In such a configuration, the converter drive voltage applied to the converter drive voltage application terminal 9 is not shown in the figure via the floating impedance 24, the coil 21, and the satellite broadcast signal input terminal 2 as in the conventional case. Supplied to the converter. On the other hand, the signal in the band lower than the satellite broadcast receiving band input from the converter (not shown) via the satellite broadcast signal input terminal 2 is passed to the LPF 23, and at the output end 17 of the HP F 16 compared to the conventional one. It decays rapidly. As a result, signals in the band below the satellite broadcasting reception band are blocked from being input to the circuit in the subsequent stage from the output terminal 17 of the HPF 16, and the interference of these signals in the circuit in the subsequent stage is sufficiently reduced compared to the conventional case. Can be prevented.

[0014]

[Effect of device]

 As described above, according to the present invention, it is possible to sufficiently remove the signal in the band lower than the satellite broadcast receiving band with a simple circuit configuration. Therefore, it is possible to prevent these signals from interfering with the circuit in the subsequent stage.

[Brief description of drawings]

FIG. 1 is a satellite broadcast receiver 19 according to an embodiment of the present invention.
FIG. 3 is a block diagram showing a configuration of a main part of an input unit 20 that configures FIG.

FIG. 2 is a circuit diagram showing a configuration of LPF 23.

FIG. 3 is a diagram illustrating an example of pass band characteristics of an LPF 23.

FIG. 4 is a satellite broadcast signal input terminal 2 and an HPF 1 shown in FIG.
It is a figure showing an example of the pass band characteristic between 6 and the output end 17.
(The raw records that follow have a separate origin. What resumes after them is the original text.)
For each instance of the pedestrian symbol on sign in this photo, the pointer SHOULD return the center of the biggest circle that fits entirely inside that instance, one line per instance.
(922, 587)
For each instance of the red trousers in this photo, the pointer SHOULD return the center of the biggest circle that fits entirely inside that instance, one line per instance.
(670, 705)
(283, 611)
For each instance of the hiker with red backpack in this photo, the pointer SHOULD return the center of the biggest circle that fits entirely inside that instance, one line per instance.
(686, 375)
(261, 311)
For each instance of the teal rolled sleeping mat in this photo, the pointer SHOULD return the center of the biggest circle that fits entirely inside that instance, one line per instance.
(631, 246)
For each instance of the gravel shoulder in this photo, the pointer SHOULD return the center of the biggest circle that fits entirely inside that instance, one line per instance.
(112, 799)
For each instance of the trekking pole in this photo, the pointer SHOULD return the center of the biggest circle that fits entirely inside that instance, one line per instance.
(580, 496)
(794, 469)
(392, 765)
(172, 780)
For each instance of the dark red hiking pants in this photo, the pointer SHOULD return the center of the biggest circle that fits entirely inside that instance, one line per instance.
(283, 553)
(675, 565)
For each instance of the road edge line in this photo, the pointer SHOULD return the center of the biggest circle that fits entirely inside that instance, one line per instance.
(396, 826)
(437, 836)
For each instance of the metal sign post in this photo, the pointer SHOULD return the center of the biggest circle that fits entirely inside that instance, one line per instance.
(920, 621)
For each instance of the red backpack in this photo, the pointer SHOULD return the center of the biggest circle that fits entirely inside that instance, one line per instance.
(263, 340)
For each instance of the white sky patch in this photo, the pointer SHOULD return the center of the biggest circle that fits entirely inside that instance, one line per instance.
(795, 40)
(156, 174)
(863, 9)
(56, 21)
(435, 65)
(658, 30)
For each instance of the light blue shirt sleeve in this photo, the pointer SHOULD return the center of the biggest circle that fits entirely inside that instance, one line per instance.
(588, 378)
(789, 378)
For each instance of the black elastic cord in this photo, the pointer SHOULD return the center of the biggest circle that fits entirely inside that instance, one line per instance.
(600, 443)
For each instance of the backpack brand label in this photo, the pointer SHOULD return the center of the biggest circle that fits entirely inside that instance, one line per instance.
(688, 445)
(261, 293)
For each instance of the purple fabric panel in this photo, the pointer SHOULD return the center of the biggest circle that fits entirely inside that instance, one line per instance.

FIG. 5 is a block diagram showing a configuration example of a conventional satellite broadcast receiver 1.

FIG. 6 is a block diagram showing a configuration example of a main part of an input unit 3 which constitutes the conventional satellite broadcast receiver 1.

FIG. 7 is a satellite broadcast signal input terminal 2 and HPF1 shown in FIG.
It is a figure showing an example of the pass band characteristic between 6 and the output end 17.

FIG. 8 is a diagram showing an example of a broadcast signal input from a satellite broadcast signal input terminal 2 of a conventional satellite broadcast receiver 1.

[Explanation of symbols]

 1, 19 Satellite Broadcast Receiver 2 Satellite Broadcast Signal Input Terminal 3, 20 Input Section 9 Converter Driving Voltage Applying Terminal 10 DC Power Supply 12 Bypass Capacitor 13, 14, 22 Capacitor 15, 21 Coil 16 HPF 17 Output Terminal 18 High Frequency Amplifier 23 LPF 24 stray impedance

Claims (1)

[Scope of utility model registration request] 1. A satellite broadcast signal input terminal to which a satellite broadcast signal is input, a converter drive voltage application terminal to which a converter drive voltage of a predetermined voltage is applied from an external DC power supply, and the satellite broadcast signal input terminal. A low-pass filter inserted between the converter drive voltage application terminal and passing a signal in a band lower than the satellite broadcast reception band to the converter drive voltage application terminal side, and an input terminal for inputting the satellite broadcast signal input. A satellite broadcast receiver comprising an input unit connected to a terminal, the input unit having a high-pass filter that allows signals in a band above the satellite broadcast reception band to pass therethrough.